Hold on to your stick!
Seeing sticks break by players being “stick checked”, the NHL referees, in their wisdom and incompetence, started calling penalties if a player stick broke while getting in contact with an opponents. So to be fair, they pushed the envelope by calling a penalty if a player knocked the stick out of their opponent’s hands… even if it didn’t break! After all, it could have broken, right?
So players today rely on referees having their back. Embellishers, if they haven’t done it already, will eventually catch on and drop their stick as soon as there’s contact, in order to get a power play. “They would never do that!“, some will claim. No, of course not. They would never dive or embellish right, all the Tim Stuzles of this world? The old saying is that ‘if you don’t cheat, you’re not trying hard enough to win’ applies here.
When I played hockey, the coach would rip us apart if we got the stick knocked out of our hands. “Hang on to your stick!“, they would yell. I’ve coached hockey for about 10-12 years and while on the ice, during practice, I’d purposely knock on my players sticks once in a while. Not with a two-hand slash, but a solid tap down. If they dropped it, I’d remind them to hang on to it.

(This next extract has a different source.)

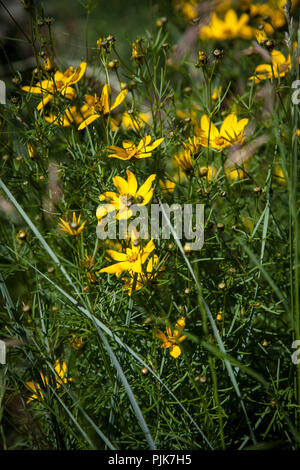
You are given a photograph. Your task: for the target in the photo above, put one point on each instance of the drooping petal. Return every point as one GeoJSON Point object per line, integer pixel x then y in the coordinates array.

What was wrong with putting the onus and responsibility on the players to hold on to their main tool of work and, for NHL players, their bread and butter?

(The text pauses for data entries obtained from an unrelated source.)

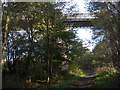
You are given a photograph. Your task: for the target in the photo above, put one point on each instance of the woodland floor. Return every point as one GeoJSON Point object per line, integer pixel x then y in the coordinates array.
{"type": "Point", "coordinates": [84, 82]}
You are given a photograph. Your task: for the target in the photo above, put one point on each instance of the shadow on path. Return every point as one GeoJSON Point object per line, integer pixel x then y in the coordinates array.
{"type": "Point", "coordinates": [84, 82]}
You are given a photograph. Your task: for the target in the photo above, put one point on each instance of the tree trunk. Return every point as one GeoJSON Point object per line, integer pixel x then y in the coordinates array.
{"type": "Point", "coordinates": [4, 37]}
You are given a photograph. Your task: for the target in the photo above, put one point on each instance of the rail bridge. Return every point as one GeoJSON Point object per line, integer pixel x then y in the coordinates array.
{"type": "Point", "coordinates": [79, 19]}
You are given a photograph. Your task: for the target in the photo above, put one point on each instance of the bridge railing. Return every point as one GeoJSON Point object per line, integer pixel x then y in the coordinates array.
{"type": "Point", "coordinates": [79, 16]}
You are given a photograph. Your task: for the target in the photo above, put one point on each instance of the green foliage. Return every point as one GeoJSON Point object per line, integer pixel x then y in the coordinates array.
{"type": "Point", "coordinates": [66, 83]}
{"type": "Point", "coordinates": [107, 77]}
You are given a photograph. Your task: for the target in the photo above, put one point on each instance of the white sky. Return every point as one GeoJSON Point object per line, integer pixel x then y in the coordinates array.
{"type": "Point", "coordinates": [84, 33]}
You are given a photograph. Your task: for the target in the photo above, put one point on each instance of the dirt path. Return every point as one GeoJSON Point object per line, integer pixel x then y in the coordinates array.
{"type": "Point", "coordinates": [84, 82]}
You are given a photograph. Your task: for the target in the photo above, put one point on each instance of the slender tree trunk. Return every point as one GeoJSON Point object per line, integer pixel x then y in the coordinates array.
{"type": "Point", "coordinates": [4, 37]}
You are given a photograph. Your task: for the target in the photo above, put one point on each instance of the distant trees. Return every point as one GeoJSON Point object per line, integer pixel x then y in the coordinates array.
{"type": "Point", "coordinates": [36, 42]}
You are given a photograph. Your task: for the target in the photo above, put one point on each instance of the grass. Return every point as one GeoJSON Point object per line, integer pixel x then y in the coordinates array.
{"type": "Point", "coordinates": [67, 82]}
{"type": "Point", "coordinates": [105, 80]}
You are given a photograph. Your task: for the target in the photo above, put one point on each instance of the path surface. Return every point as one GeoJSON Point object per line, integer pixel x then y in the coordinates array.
{"type": "Point", "coordinates": [84, 82]}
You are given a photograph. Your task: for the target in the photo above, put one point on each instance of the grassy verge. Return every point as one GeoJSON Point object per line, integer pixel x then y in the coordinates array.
{"type": "Point", "coordinates": [67, 82]}
{"type": "Point", "coordinates": [105, 80]}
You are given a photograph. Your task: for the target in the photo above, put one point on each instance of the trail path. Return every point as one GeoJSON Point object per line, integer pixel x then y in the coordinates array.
{"type": "Point", "coordinates": [84, 82]}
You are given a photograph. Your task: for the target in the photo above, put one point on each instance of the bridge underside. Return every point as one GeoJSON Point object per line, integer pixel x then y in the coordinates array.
{"type": "Point", "coordinates": [80, 23]}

The composite sticks are an issue, and the NHL referees are amplifying it with those weak penalty calls. As if their inconsistency and incompetence wasn’t enough to frustrate teams and fans alike without adding that aggravation! But that’s Gary Bettman’s NHL for you. He’s doing a good job because he’s making the NHL owners’ money and has expanded to 32 diluted teams, using expansion as a source of revenue… but that’s a whole other story on its own.